The transcripts of the trial of Charles Taylor, former President of Liberia. More…

  • Good morning. We'll take appearances first, please

  • Good morning, Madam President. Good morning, your Honours and counsel opposite. For the Prosecution this morning, Brenda J Hollis, Kathryn Howarth, Maja Dimitrova and Nicholas Koumjian.

  • [Open session]

  • [The accused present]

  • [Upon commencing at 9.05 a.m.]

  • Good morning, Madam President, your Honours, counsel opposite. For the Defence today myself, Courtenay Griffiths; with me Mr Silas Chekera, Mr Morris Anyah, Ms Logan Hambrick, and our case manager Ms Salla Moilanen, and we're also joined today by the Principal Defender.

  • The Principal Defender is welcome to the Court. Now, Mr Griffiths, you will introduce your next witness.

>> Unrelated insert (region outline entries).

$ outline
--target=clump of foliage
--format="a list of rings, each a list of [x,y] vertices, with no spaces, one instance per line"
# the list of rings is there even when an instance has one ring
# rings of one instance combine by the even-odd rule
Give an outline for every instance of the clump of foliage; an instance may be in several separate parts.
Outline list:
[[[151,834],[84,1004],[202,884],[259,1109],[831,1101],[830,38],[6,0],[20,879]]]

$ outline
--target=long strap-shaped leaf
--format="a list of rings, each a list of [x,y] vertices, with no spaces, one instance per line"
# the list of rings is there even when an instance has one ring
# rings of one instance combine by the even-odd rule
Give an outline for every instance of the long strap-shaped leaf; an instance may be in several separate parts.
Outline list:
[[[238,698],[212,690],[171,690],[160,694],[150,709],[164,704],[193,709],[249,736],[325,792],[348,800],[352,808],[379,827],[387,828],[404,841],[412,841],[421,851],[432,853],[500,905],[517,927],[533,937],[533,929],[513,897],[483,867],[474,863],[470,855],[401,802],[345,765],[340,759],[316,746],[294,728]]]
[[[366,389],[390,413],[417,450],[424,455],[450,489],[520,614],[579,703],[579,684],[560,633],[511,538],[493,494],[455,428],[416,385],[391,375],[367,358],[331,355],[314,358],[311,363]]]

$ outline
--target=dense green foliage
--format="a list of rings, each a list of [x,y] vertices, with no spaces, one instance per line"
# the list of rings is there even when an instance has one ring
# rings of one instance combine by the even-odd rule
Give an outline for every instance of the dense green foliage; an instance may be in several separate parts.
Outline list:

  • Madam President, before I call the next witness who is DCT-172, could I address a couple of preliminary matters, please.

    Firstly, that the witness will give evidence in open session. The language is Krio, but there's one other administrative matter regarding his welfare which I would like to raise at this stage and it's this: Hitherto every witness called by either the Prosecution or the Defence has been provided with culturally appropriate food by the WVS whilst that witness is at Court. Mr Sesay is a detainee, DCT-172, and as such, those responsible for his security are currently refusing to allow him to receive food whilst at court from WVS.

    Now, to an extent I can understand the reluctance to allow food to be brought in for Mr Sesay at the detention facility, and understandably Mr Sesay is having difficulty dealing with the food provided to him where he is currently being housed, a facility designed for individuals from a completely different cultural background. I mention this in court because I've been engaged with WVS in seeking to resolve this issue but, given my other responsibilities, I would like to hand over the responsibility of resolving this issue to the Principal Defender who is present in The Hague.

    I therefore seek two indications from your Honours: Firstly, an observation publicly made that your Honours see no security issues with WVS providing food to the witness whilst the witness is at court, because I presume that it is accepted by this Court that WVS can be trusted in that regard. And the second application is that the Principal Defender be allowed to see the witness during the luncheon adjournment in order to investigate and hopefully resolve the issue.

    Now, this we regard as a rather serious matter, your Honours, because the diet could impact on the witness's health and consequently his ability to concentrate and, frankly, last the course of what is quite a lengthy court day. So that is the request I make.

  • Mr Griffiths, I'm not quite sure that I get your request as far as the Trial Chamber's involvement is concerned. I can only reiterate that administrative matters that relate to the detention facilities, either of the ICC or of the United Nations, are matters beyond the Trial Chamber and really fall within the ambit of the Registrar, and that includes the dietary restrictions of prisoners.

    The head of sub-office, who is the Registrar's representative in The Hague, is very conveniently in court and I'm sure has heard what you have to say. I don't know if you've approached him with these concerns yet or not, but I would advise that he is the right man to address. The Principal Defender too has had time and opportunity, I'm sure, outside of the trial time to consult with Mr Sesay --

  • Not on this issue.

  • -- I would believe. I have seen the Principal Defender; I spoke to her on Friday, and she did intimate to me that she did talk to him on a number of issues including his dietary concerns. So I am not - I don't think that I'm mistaken, but obviously the Trial Chamber has no objection to the Principal Defender speaking with Mr Sesay during the luncheon break.

  • I'm grateful for that.

  • As relates to the protective measures of the upcoming witness, you said that he is a protected witness who wishes to testify openly. That would implicate a recision of measures, wouldn't it?

  • We'll hear you on that one, please.

  • Well, we would like the measures lifted, your Honours, put simply.

  • I'm not quite sure what measures exactly.

  • I don't have the measures immediately to hand, but I do believe they were the general measures granted in respect of all witnesses.

  • Very well. The measures granted to DCT-172, which were for the protection of his identity, are hereby rescinded on his own application.

  • I can provide your Honours with the CMS number. It's CMS 782 of 27 May 2009.

  • Very well then. Those are the measures that I have referred to as having been rescinded. Please call the witness in.

  • If I could address the Court, your Honour, while we have this moment to explain. The witness is not in the immediate area of the holding cell here, so it may take just a few moments. With regard to counsel's request about WVS providing food, I will discuss this matter with WVS and the STL. That's all.

  • Thank you, Mr Townsend.

    If I may inquire are the Krio interpreters in place?